Out of all the things relating to graveyards and final resting places, exhumation stands as one of the most unsettling. It breaks the sacred concept of eternal rest. To unbury a corpse is like breaking a spiritual contract, a violation of earned peace. Understandably, ghosts that are forcibly brought back to the world of the living return angry. And angry ghosts make for great horror movies. Enter Jang Jae-hyun’s Exhuma, a story that features some of the most terrifying restless spirits in recent times, most of which are tangled up in a complex web of Korean history and blood-soaked secrets.
Exhuma follows a group of spiritualists that includes a Korean shaman and her protégé (played by Kim Go-eun and Lee Do-hyun respectively), a geomancer (played by Oldboy’s Choi Min-sik), and a mortician (played by Yoo Hai-Jin) who are hired by a wealthy Korean American family to lift a curse they believe is targeting their newborn form six feet under. The group discovers that the grave they’re supposed to exhume is possessed by a darkness that produces its own omens as to who or what lies beneath it. It is immediately apparent that some things should just stay buried, but this realization comes after the fact.
Death follows the exhuming after certain protections are tampered with, bringing with it an even deeper evil that the crew underestimated the power of. Generational secrets out come to collect lifetimes of blood, and national controversies tag along to conjure up a few ghosts of their own.
For full enjoyment of the story, a bit of homework should be encouraged to better understand the metaphors at play.
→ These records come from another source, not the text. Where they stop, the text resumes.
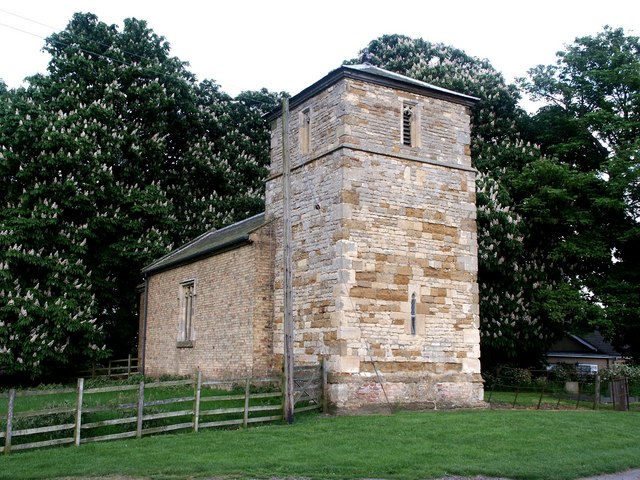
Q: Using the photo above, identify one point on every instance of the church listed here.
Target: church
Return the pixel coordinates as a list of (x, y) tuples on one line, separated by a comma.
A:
[(384, 255)]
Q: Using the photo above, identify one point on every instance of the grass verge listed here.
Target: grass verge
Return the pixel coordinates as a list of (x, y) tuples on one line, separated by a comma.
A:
[(514, 444)]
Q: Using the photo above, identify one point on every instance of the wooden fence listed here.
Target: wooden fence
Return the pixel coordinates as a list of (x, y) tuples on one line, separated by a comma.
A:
[(540, 390), (132, 411)]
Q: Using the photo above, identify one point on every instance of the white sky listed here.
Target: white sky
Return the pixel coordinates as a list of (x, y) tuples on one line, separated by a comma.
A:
[(286, 45)]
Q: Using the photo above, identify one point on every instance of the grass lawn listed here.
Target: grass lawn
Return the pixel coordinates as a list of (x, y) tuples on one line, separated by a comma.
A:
[(516, 444)]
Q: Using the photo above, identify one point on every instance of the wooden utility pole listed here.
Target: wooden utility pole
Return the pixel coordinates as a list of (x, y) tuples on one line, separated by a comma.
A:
[(288, 275)]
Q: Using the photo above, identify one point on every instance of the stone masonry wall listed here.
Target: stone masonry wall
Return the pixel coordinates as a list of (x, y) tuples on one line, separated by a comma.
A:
[(232, 315), (375, 221)]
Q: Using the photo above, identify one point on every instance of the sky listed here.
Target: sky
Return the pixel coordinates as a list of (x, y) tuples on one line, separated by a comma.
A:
[(286, 45)]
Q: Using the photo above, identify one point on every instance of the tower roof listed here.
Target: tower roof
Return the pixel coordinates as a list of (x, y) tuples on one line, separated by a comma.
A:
[(372, 74)]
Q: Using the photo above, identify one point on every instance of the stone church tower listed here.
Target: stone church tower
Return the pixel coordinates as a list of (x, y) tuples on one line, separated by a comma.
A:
[(384, 239)]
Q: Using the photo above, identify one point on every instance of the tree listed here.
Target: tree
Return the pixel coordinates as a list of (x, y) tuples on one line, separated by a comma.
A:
[(106, 162), (527, 298), (593, 93)]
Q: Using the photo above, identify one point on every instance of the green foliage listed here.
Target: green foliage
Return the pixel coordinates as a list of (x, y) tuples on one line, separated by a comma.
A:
[(591, 123), (557, 192), (106, 162), (521, 304), (632, 372)]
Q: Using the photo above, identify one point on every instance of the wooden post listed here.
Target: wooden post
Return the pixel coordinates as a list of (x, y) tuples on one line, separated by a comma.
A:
[(542, 392), (196, 405), (7, 437), (79, 398), (288, 275), (247, 394), (140, 409)]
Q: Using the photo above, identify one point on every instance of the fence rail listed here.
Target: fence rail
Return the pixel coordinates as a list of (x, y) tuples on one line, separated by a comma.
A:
[(519, 388), (132, 411)]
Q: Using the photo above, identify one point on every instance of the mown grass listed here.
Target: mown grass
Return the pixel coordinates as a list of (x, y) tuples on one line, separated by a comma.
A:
[(102, 406), (515, 444)]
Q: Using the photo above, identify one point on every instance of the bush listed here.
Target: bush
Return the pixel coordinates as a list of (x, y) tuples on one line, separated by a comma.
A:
[(632, 372)]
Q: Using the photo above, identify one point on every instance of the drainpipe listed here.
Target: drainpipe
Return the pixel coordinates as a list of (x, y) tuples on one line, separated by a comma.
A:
[(143, 343)]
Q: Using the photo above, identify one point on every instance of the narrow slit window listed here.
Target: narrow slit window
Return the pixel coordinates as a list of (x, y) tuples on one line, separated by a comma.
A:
[(187, 304), (413, 314), (305, 134), (410, 124)]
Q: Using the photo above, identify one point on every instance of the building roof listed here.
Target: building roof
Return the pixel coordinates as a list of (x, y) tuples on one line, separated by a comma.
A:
[(209, 243), (379, 76), (591, 344)]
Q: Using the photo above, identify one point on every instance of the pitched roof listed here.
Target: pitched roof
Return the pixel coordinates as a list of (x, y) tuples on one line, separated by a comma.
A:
[(592, 344), (209, 243), (379, 76)]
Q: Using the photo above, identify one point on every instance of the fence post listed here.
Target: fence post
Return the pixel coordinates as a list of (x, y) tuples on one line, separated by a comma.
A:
[(7, 438), (247, 392), (324, 385), (80, 394), (546, 379), (140, 409), (196, 405), (579, 392)]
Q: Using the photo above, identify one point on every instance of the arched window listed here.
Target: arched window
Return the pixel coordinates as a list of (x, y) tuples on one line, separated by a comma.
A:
[(413, 313)]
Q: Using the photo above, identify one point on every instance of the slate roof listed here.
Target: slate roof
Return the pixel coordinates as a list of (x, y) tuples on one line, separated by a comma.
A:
[(380, 76), (209, 243), (591, 344)]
More specifically, one should take a glance at the Japanese presence in Korea during the 19th century and the controversial accusations that stemmed from it, some of which remain unresolved to this day. It makes the movie unique in its use of history as a well of horror. It’s a bountiful source that produces hideous ghosts, and what they stand to represent speaks to a kind of national mysticism that still troubles those who remember.
This adherence to the past permeates throughout, down to the title. No matter the grave, no matter the corpse, what gets unearthed comes attached to things that are aching to punish those who attempted to forget them in the first place. To convey this, director Jang Jae-hyun essentially made two movies in one, each belonging to separate spirits that might be connected to each other by the same history.
The first part of Exhuma, which is already divided into chapters throughout, has the pacing of a thriller. Exhuming graves requires specific timing and a good read of the environment surrounding them for signs of spiritual danger. There’s a sense of urgency here that isn’t all that common in horror, where the slow burn has become the norm. It’s somewhat strange, but it hits all the right notes. As the geomancer and the shaman try to keep a seal of protection around the exhumed coffin, the risk of failure raises the stakes of the ritualistic endeavor and gives way to a cat-and-mouse chase filled with macabre visuals.
Jang Jae-hyun’s decision to keep the scares fast but raw does sacrifice a bit of dread as there’s less time to let certain sequences sit. That said, once an exhumation goes wrong, a rapid succession of violent encounters follow to keep viewers on edge. Paranormal violence is vicious and shocking, setting the tone for the second half of the movie where dread does get a chance to settle in for the remainder.
The geomancer takes the lead in this part. He’s the oldest member of the group and the character that’s most concerned with the meanings behind individual grave sites and the stories they hold. It makes sense given the more direct historical focus of the second half of the film. The ghost that dominates this part embodies such ugliness and such hatred that the story needed to slow down to fully appreciate its presence. The first half of the movie is good, but the second one soars. And it comes with one of the scariest paranormal scenes I’ve seen in a while.
Exhuma might ask viewers to come in with a bit of background knowledge into it, but it’s a story that rewards those in the know with the kind of terrors we watch these movies for. This is one of the finest examples of a horror film using history to disturb audiences. It’s original and experimental even, especially in regards to pacing and how it seamlessly manipulates tension as the movie progresses. As it does all this, it also manages to present, develop, and further metaphors on the things a country buries to avoid dealing with. Simply put, Exhuma is a new horror classic. Do your homework and watch it.